Rear Admiral Hammond will succeed Vice Admiral Mike Noonan, who led the force through the termination of the Attack class program and the birth of AUKUS. Unlike Vice Admiral Noonan, who spent the formative years of his career aboard surface ships, Rear Admiral Hammond is an experienced submariner with time at sea aboard advanced nuclear-powered boats.
The appointment reflects the new government’s determination to deliver Australia’s future nuclear-powered submarines as quickly as possible. Defence Minister Richard Marles said that procuring the new boats and addressing any capability gap would be a key role of Rear Admiral Hammond during his four-year term.
“We have seen a number of key procurements fall behind time. We do have real capability challenges facing the country, most significantly delivering the next generation of submarines. What it [abandoning the Attack class] has done is left our nation with the potential of a very significant capability gap in relation to the most important platform that we can have which builds the nation’s strategic space.”
He later added that the previous Defence Minister’s statement that Australia could acquire nuclear-powered boats before 2030 was “optimistic in the extreme”.
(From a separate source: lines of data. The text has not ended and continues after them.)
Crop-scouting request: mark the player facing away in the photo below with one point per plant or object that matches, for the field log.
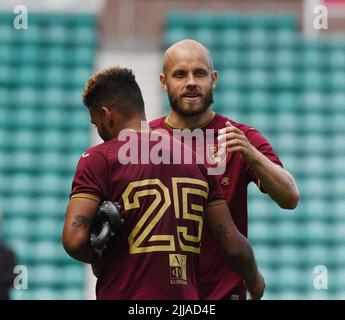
(155, 253)
(189, 79)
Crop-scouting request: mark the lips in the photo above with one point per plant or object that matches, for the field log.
(191, 97)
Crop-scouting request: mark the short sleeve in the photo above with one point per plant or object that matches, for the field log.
(91, 177)
(215, 193)
(262, 144)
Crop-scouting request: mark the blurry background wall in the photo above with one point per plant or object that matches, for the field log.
(276, 73)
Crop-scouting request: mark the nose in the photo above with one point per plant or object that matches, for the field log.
(191, 81)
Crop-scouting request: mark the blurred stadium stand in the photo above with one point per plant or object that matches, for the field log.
(293, 91)
(271, 77)
(44, 129)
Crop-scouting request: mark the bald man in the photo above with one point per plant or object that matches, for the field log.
(189, 79)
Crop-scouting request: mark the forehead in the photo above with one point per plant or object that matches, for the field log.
(183, 58)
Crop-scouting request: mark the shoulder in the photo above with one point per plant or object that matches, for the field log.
(98, 154)
(249, 131)
(157, 123)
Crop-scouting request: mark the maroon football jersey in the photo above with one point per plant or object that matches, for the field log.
(217, 280)
(155, 253)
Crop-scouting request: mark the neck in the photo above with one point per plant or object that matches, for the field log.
(137, 124)
(182, 122)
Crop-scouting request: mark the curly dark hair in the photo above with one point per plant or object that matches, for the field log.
(116, 88)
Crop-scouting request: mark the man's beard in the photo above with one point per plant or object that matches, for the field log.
(205, 103)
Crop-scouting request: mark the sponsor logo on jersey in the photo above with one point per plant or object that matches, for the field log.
(178, 268)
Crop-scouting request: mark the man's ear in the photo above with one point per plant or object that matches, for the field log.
(163, 82)
(106, 114)
(214, 78)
A Possible Surface Capability Gap?
Defence Minister Richard Marles also flagged that the new government will have announcements on the future frigate program to make within weeks. When asked if delays in the Hunter class program could lead to a surface capability gap, where Anzac class frigates are withdrawn before their replacements have entered the water, he said:
“And again we’ll be saying more about this [a possible surface ship capability gap] in weeks to come. Really the situation that the country’s been left in as a result of the inaction of the former government is pretty serious. And there are lots of challenges that we now face and so we do have real concerns in respect of a number of the key procurements. We will be saying more about that in the coming weeks.“
While it’s not clear what may be announced, Navantia Australia is continuing to push for additional Air Warfare Destroyers, going so far as to raise the topic at the first Australian-Spanish leader’s meeting. Navantia, which refused to talk to Naval News on the topic during INDO PACIFIC 2022, reportedly pitched an additional order of three Hobart class destroyers to both parties before the election.
New Facilities to Support Hunter class Program
Amidst concerns about the future of the Hunter class program, Australian company Novafast Holdings opened it’s new robotic assembly facility. The factory will be used to build composite pipes and fittings that will equip the Hunter class frigates. Some of Novafasts components have already made their way onto the prototype blocks being built by BAE Systems.
“Novafast is utilising its composite pipe technology, developed internally by our Research & Development team, to support the representative ship blocks that are being constructed as part of the Hunter program’s prototyping phase.”